La respuesta de Serrano

La respuesta del consejero de Urbanismo ha sido errática. Ya desde el comienzo, al no justificar bien su presencia en una comisión que no es la suya –el consejero de Presidencia es Ángel Lorén–, para responder a cuestiones de una sociedad cuyo consejo de administración abandonó en abril del año pasado, mucho antes de los hechos objeto de debate. Una circunstancia que no ha obstado para que, frente al “deber de confidencialidad” al que ha aludido la portavoz de Vox, Serrano haya dado por hecho que tenía en su poder el contrato de arrendamiento que evitar dar a conocer en su integridad.

Serrano ha leído titulares de prensa para justificar que la información es pública, pese a que el contrato de arrendamiento continúa sin ser revelado. “Si está todo publicado, ¿por qué estamos aquí? Cuando ustedes gobernaban, el Real Zaragoza jugó todos los años gratis en un estadio que era de todos y por el que el Ayuntamiento no percibió ni un euro de ingresos”, ha atacado el consejero de Urbanismo.

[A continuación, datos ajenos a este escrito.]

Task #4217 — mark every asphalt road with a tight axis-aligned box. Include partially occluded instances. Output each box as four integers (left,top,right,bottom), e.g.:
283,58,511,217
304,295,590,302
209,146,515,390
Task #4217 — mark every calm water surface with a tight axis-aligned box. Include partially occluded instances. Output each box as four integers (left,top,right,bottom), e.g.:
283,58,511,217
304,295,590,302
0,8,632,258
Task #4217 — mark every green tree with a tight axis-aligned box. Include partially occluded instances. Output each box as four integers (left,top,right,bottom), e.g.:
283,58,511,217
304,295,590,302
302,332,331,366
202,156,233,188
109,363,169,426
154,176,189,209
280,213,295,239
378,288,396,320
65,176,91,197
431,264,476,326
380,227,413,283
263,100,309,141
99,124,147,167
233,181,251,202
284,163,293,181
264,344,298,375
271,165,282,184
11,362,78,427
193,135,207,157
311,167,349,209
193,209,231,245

El edil solo ha respondido a las preguntas planteadas por la concejal tránsfuga, a quien ha indicado que “por primera vez” el club está pagando “un canon”. Además, Serrano ha dicho que había “informes técnicos” que justificaban los contratos.

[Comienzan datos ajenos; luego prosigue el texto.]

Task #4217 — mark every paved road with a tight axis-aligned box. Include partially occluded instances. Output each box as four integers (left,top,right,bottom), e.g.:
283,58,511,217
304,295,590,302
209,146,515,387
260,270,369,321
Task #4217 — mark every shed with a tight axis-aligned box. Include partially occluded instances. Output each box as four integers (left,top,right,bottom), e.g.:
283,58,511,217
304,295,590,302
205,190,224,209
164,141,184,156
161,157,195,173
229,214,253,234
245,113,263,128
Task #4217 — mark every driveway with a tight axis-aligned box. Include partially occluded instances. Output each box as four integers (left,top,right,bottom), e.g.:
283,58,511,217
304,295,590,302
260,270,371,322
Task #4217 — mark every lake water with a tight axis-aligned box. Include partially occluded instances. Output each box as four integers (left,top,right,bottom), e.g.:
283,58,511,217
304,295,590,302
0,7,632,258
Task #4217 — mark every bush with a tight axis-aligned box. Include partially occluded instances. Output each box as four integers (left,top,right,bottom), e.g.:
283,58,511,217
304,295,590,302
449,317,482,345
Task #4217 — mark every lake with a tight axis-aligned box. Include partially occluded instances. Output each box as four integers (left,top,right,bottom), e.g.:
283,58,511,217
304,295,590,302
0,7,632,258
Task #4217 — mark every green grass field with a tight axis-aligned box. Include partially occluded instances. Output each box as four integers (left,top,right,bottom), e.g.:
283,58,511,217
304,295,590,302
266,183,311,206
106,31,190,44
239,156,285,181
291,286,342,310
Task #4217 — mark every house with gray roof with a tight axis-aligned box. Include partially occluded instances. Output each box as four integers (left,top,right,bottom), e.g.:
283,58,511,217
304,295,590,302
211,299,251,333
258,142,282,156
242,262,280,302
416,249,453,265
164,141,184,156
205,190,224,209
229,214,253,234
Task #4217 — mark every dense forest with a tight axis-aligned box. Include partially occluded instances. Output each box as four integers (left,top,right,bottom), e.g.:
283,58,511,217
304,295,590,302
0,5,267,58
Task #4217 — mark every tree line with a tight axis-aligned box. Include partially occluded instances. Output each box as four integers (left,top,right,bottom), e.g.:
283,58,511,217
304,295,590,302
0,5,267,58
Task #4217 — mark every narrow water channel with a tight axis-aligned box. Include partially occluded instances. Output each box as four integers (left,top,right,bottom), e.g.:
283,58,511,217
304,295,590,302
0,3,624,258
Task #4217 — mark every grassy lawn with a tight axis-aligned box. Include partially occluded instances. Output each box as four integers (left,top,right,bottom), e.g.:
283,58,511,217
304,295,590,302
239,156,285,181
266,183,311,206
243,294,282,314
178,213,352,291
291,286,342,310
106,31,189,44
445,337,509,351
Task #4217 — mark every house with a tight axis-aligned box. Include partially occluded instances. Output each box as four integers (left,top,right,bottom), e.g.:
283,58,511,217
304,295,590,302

Mientras, el momento más surrealista del debate ha llegado cuando, para justificar que no hagan público el contrato de arrendamiento entre La Nueva Sociedad y el Real Zaragoza, el consejero de Urbanismo ha aludido a “aspectos del contrato que son confidenciales”: “En las labores de mantenimiento de las instalaciones del campo hay una serie de informaciones sensibles que, mal utilizada, puede ser objeto de sabotajes o actos terroristas”, ha esgrimido.

Para terminar, ha querido dar por cerrada la polémica con el mencionado contrato, que ya fue solicitado con anterioridad por el PSOE: “Se les contestó ya que, sobre la base de los artículos 15 y 16 del reglamento orgánico, no tenían derecho al acceso a esta información”, una decisión que “no recurrieron”, ha recordado.